200 Years Ago

190 and 180 Years Ago, Too

At right, Swiss troops in Bourbon service deal with soldiers considered too loyal to the Emperor.

180 YEARS AGO:

July-August 1815: The Grande Armee final move: On July 4, 1815, after the Waterloo defeat, the Grande Armee is ordered to retire "behind the Loire". It was to march in two columns the next day...

July 14, 1815: On July 14, at the Chateau de la Source near Orleans, Marshal Davout, surrounded by his generals, tried to convince them that only the King could prevent the devastation of France. Reluctantly most of them pledged allegiance on July 15.

On that very same day at the island of Aix, the defeated Emperor, wearing the uniform of the Chasseurs a Cheval with his little hat, boarded the Bellerophon to go to England. He ended at St. Helena.

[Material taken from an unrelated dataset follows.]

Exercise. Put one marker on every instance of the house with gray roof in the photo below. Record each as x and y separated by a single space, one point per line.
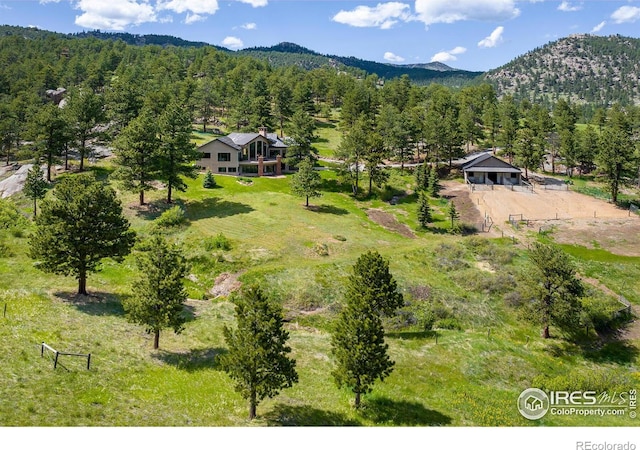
485 168
248 154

August 3, 1815: On August 3, Louis the XVIIIth decreed the dissolution of the Guard, and Marshal Macdonald issued the orders for its execution. This was the end of the Guard.

August 3, 1815: Marshal Ney, after his return to Paris hoping to be allowed to retire, was arrested. He was to be tried before a Court of Peers on December 4. Found guilty on the 6th, the "brave of the brave" was shot the next day, being allowed to give the signal for the firing squad to shoot.

190 YEARS AGO:

July 1805: Austria join the Third Coalition (formed on April 11, 1805) with England, Russia and Sweden with some German Princes.

August 1805: Napoleon drops the idea of invasion of England. August 31, the Grande Armee marches eastward to face the Allies.

200 YEARS AGO:

August 1795: General Bonaparte is attached to the topographical Bureau of Public Safety... It looked like a dead end!